- Born: 26 September 1961 (age 64) Kalmar, Kalmar, Sweden
- Occupation: Politician
- Political party: Swedish Social Democrats

= Anders Henriksson (politician) =

Swedish politician

Anders Uno Henriksson (born 26 September 1961) is a Swedish Social Democratic politician.

Henriksson was born in Kalmar, Kalmar County. He was chairman of Kalmar County Council between October 2006 and October 2018. In October 2019, he was elected to succeed Lena Micko as vice-president of the board for the Swedish Association of Local Authorities and Regions (SKR). He had previously served on the board for SKR. He was also appointed as a member of the United Cities and Local Governments (UCLG) council, and the UCLG Executive Bureau. In addition, he attended the World Urban Forum (WUF) hosted by the United Nations Human Settlements Programme as a European representative.

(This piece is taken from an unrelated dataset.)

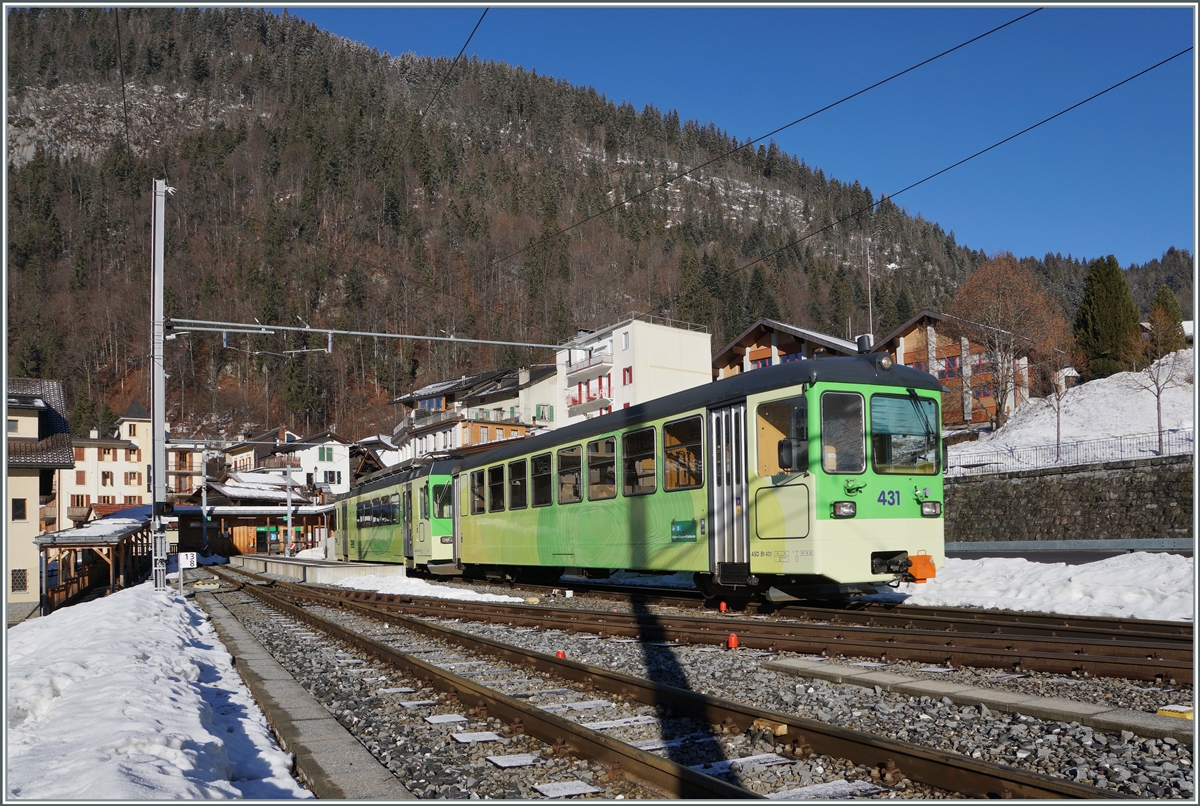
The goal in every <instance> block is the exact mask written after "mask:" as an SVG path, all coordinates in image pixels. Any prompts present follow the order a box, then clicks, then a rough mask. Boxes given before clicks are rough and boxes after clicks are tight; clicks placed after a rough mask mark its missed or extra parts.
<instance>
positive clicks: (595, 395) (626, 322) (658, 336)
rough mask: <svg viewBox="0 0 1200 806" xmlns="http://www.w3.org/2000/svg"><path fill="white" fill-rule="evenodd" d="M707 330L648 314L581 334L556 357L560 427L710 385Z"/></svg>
mask: <svg viewBox="0 0 1200 806" xmlns="http://www.w3.org/2000/svg"><path fill="white" fill-rule="evenodd" d="M712 343H713V337H712V335H709V332H708V329H707V327H702V326H700V325H692V324H689V323H684V321H677V320H672V319H664V318H661V317H653V315H648V314H632V315H630V318H629V319H625V320H623V321H619V323H617V324H614V325H610V326H607V327H602V329H600V330H596V331H581V332H580V333H578V336H576V338H574V339H572V341H570V342H568V343H566V344H564V345H563V347H562V348H559V350H558V354H557V357H556V367H554V368H556V377H557V384H558V399H559V401H560V402H562V407H563V408H564V409H565V413H566V416H565V417H559V422H558V423H556V425H558V426H562V425H571V423H574V422H581V421H583V420H586V419H589V417H598V416H601V415H604V414H610V413H612V410H613V409H628V408H629V407H630V405H636V404H638V403H644V402H647V401H653V399H655V398H658V397H662V396H664V395H672V393H674V392H680V391H683V390H685V389H691V387H694V386H698V385H700V384H706V383H708V381H709V380H712V368H710V355H712Z"/></svg>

Henriksson has repeatedly been mentioned as one of the most influential persons in Swedish healthcare. In 2017 he was listed as the most influential person in Swedish healthcare by Dagens Medicin, due to his influence over Social Democrat healthcare policy.

At the annual meeting in March 2020, Henriksson was elected chairman of the board of Kalmar FF, replacing Jonas Persson.